Two years ago, the Goshute reservation was part of a coalition that successfully stopped the Las Vegas water authorities from building a pipeline. It would have pulled water from the Great Basin region where the reservation sources it’s water.

A 2020 water report for the reservation shows higher than ideal levels of lead, alongside radiological contaminants.

Northern Nevada tribes sue over geothermal project
By Gustavo Sagrero

The Fallon Paiute-Shoshone Tribe and the Center for Biological Diversity have filed a lawsuit against the Bureau of Land Management over a geothermal energy project. The feds approved the project on 2,000 acres of land in Northern Nevada’s Dixie Valley.

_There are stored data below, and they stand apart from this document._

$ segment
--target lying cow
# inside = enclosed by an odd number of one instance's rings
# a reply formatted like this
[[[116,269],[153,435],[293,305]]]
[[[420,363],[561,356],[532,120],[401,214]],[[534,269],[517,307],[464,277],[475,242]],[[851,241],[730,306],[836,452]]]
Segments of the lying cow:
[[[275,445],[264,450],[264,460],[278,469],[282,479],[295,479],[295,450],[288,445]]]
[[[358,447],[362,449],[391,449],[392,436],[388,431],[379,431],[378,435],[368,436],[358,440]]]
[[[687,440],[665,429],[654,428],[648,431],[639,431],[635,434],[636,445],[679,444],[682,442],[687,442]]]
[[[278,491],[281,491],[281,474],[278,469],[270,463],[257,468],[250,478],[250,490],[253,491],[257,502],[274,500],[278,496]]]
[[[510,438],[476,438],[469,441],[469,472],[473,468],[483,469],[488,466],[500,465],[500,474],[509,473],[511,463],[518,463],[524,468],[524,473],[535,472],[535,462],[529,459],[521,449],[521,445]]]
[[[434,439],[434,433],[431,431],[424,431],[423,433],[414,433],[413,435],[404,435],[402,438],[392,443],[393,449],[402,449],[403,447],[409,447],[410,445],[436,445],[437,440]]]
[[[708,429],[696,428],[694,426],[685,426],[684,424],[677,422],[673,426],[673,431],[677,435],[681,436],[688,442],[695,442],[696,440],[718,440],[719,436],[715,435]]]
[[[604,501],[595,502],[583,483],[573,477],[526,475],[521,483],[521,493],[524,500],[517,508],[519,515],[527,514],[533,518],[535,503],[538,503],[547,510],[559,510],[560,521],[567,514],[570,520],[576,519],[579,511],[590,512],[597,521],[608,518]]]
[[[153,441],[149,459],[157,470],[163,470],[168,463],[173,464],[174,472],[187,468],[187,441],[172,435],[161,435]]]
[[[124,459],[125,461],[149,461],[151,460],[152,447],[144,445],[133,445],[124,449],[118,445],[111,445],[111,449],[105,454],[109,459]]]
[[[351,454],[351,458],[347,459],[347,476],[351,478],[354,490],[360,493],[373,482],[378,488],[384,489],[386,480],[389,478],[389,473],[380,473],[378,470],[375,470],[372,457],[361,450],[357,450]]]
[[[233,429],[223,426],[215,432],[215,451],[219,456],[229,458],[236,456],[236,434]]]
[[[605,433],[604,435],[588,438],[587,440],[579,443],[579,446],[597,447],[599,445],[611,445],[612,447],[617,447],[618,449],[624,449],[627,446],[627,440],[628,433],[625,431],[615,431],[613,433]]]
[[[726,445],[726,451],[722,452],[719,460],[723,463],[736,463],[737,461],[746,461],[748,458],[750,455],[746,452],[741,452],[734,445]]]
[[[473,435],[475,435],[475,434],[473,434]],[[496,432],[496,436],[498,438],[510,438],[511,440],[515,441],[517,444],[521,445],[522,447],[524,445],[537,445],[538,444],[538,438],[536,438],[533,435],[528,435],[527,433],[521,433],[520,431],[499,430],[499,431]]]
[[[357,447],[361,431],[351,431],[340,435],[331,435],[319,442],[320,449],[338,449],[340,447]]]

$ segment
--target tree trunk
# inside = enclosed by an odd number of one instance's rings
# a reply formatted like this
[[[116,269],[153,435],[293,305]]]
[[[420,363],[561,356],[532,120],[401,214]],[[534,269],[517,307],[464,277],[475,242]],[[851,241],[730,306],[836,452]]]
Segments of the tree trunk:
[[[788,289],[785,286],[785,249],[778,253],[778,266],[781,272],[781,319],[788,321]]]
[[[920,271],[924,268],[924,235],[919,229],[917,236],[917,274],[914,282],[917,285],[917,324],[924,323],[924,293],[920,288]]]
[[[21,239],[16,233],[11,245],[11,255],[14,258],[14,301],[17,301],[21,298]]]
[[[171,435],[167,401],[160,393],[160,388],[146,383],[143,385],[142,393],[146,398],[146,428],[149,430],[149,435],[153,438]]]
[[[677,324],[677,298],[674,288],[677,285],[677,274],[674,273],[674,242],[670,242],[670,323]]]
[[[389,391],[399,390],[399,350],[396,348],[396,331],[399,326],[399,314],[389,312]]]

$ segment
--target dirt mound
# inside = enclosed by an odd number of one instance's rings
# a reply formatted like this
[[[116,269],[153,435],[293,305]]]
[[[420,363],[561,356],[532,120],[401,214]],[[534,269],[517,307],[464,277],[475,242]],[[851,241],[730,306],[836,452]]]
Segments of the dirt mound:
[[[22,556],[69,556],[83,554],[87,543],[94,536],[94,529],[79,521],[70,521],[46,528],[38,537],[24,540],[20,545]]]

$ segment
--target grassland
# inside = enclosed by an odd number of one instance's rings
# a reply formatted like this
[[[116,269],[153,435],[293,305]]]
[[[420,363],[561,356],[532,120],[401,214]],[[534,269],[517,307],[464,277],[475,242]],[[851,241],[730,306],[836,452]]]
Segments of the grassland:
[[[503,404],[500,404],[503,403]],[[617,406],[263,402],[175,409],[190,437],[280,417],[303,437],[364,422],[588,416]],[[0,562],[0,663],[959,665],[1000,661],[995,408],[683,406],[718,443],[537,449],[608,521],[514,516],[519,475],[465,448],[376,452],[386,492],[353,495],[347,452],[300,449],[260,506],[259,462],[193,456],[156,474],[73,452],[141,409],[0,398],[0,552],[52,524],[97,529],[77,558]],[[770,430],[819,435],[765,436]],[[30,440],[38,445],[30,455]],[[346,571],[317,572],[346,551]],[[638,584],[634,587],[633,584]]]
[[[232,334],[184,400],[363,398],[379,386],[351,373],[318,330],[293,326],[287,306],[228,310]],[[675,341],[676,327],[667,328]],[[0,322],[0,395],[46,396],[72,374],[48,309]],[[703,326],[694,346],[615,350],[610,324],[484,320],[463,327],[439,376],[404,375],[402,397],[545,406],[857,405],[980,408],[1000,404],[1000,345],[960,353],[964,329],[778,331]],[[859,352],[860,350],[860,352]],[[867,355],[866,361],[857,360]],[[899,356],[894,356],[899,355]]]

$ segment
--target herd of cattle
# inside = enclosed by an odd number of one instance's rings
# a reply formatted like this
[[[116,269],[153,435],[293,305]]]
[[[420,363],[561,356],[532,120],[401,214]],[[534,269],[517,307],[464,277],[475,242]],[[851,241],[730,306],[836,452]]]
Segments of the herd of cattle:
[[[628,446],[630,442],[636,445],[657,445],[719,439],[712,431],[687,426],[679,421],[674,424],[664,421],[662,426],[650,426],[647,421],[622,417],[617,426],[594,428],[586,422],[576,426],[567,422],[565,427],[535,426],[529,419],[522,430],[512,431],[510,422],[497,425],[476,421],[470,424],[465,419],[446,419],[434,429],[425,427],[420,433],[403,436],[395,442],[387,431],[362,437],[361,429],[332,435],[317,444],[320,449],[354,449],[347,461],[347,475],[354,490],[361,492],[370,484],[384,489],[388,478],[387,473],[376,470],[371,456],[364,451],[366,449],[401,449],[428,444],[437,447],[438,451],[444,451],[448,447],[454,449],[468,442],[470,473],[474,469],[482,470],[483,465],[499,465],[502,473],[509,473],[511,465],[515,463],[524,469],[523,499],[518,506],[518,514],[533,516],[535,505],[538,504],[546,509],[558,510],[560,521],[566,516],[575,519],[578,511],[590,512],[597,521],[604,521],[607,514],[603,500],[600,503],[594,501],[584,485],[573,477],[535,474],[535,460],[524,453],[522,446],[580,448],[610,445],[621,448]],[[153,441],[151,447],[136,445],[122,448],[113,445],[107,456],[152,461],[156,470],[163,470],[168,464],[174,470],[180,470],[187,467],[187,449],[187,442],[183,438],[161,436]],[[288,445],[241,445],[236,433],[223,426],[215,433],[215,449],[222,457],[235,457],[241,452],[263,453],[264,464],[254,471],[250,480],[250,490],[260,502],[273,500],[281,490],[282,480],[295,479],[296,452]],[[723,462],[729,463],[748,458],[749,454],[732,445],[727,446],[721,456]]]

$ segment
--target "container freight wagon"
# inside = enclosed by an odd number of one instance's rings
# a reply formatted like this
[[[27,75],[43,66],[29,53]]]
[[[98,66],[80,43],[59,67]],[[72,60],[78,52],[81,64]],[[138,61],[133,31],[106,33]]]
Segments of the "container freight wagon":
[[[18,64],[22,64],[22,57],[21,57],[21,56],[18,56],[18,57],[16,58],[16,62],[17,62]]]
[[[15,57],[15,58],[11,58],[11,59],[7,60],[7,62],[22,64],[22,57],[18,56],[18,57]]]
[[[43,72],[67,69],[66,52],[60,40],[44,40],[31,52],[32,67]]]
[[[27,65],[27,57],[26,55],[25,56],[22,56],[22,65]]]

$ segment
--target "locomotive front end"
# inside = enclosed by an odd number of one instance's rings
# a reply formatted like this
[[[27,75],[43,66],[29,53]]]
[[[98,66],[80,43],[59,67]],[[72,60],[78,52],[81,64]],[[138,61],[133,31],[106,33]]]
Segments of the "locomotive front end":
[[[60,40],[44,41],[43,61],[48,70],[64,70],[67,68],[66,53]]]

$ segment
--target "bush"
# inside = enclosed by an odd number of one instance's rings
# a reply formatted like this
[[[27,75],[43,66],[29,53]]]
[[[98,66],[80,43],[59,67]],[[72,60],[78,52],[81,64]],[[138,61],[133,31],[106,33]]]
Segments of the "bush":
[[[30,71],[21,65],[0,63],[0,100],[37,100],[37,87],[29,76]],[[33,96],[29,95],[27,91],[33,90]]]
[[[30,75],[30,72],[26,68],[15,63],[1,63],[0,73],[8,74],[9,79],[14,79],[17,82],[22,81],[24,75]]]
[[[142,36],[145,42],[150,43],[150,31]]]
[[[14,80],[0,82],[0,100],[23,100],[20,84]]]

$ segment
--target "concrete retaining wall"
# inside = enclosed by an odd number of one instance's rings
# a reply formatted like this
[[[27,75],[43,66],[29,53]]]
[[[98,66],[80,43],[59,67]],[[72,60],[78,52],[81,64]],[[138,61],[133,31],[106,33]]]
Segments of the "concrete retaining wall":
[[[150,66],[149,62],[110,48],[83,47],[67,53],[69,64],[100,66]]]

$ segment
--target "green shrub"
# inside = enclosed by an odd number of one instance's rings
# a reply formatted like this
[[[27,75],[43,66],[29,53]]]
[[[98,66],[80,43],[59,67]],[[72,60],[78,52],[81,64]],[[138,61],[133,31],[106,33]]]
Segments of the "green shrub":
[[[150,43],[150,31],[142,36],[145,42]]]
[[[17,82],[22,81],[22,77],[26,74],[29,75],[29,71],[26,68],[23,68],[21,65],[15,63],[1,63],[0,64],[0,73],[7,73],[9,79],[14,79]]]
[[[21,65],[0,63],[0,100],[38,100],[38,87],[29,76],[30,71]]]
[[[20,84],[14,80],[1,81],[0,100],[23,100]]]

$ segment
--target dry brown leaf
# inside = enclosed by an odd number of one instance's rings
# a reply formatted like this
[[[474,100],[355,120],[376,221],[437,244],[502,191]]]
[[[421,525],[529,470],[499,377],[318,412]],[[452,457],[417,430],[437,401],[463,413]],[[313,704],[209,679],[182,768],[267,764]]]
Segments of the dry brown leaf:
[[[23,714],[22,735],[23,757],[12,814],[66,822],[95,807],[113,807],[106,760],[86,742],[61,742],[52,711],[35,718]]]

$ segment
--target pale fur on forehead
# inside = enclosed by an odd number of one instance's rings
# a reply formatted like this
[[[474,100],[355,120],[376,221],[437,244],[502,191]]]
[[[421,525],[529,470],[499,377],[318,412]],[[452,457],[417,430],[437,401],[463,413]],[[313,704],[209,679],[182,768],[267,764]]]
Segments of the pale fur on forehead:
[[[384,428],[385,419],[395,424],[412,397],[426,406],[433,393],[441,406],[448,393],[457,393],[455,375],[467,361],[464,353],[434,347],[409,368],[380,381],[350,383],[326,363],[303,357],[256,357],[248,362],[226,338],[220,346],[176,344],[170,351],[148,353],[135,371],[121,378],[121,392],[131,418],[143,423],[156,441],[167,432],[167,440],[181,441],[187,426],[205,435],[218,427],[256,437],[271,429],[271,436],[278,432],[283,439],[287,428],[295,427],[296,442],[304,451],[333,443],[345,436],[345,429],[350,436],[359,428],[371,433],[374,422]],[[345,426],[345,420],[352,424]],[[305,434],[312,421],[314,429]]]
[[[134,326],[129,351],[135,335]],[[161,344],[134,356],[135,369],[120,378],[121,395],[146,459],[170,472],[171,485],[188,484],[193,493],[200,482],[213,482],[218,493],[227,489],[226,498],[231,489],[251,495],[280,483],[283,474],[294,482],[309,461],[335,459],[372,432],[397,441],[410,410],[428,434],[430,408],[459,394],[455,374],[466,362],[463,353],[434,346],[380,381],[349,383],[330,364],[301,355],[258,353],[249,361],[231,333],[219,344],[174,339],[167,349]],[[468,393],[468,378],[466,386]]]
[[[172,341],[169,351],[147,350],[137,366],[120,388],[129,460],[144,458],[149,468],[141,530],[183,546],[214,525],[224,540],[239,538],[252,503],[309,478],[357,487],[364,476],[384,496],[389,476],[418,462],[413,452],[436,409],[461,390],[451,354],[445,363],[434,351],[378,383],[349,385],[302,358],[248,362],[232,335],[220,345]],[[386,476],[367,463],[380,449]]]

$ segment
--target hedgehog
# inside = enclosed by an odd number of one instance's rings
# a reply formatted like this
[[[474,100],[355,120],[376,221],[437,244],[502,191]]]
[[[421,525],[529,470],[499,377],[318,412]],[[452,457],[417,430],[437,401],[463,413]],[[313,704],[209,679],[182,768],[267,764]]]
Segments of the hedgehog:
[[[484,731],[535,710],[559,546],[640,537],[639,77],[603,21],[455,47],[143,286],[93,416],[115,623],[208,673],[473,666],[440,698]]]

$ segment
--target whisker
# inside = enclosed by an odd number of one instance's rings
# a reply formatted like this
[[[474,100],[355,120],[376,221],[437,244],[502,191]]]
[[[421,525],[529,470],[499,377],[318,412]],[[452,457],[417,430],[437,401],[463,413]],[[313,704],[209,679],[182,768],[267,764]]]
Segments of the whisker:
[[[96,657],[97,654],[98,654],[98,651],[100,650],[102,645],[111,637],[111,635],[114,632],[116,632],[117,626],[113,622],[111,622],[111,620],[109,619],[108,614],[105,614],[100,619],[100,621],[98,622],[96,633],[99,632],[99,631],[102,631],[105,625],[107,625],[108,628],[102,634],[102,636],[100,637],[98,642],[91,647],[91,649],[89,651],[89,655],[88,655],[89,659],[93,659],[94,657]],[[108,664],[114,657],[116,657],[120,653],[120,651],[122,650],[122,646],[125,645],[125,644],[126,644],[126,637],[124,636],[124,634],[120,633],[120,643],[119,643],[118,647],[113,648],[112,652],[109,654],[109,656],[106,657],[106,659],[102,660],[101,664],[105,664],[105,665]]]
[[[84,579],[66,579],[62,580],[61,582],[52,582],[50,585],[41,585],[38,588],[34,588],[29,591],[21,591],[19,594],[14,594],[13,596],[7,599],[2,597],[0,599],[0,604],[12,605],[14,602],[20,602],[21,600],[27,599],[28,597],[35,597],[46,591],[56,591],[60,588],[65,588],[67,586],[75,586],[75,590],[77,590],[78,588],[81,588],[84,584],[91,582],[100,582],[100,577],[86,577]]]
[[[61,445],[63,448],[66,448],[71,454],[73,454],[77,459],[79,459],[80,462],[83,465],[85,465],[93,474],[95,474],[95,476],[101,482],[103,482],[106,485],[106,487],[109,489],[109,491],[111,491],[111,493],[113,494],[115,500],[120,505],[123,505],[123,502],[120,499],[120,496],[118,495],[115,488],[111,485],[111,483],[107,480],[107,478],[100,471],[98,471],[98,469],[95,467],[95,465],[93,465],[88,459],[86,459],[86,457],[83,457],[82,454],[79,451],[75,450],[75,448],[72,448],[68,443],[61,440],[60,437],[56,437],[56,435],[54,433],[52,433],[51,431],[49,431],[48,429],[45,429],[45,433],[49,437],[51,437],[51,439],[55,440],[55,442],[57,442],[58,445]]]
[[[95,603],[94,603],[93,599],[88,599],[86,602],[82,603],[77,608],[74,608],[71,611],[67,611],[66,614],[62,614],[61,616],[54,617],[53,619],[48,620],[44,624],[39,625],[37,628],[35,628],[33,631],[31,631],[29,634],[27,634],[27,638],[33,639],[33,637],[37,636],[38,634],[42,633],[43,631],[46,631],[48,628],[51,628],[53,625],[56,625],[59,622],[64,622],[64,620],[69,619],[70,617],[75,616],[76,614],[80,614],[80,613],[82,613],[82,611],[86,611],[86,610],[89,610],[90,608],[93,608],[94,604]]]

The region and its hot springs are sacred to the tribe. The lawsuit alleges that this geothermal energy project would halt or impede religious practices, sacred rituals and hunting grounds.

Tribe begins hiring to reopen newly purchased Vegas resort
By The Associated Press

The new owners of the shuttered Palms Casino Resort in Las Vegas want to rehire hundreds of former employees who lost their jobs when the property closed in March 2020 due to the coronavirus pandemic.

Cynthia Kiser Murphey, general manager of the off-Strip property now owned by the San Manuel Band of Mission Indians, told Nevada casino regulators last week she hopes to bring back up to 600 of nearly 1,200 idled former workers. The off-Strip resort plans to reopen in the spring. No date has been announced.

The California-based tribe acquired the 700-room Palms this year from Red Rock Resorts.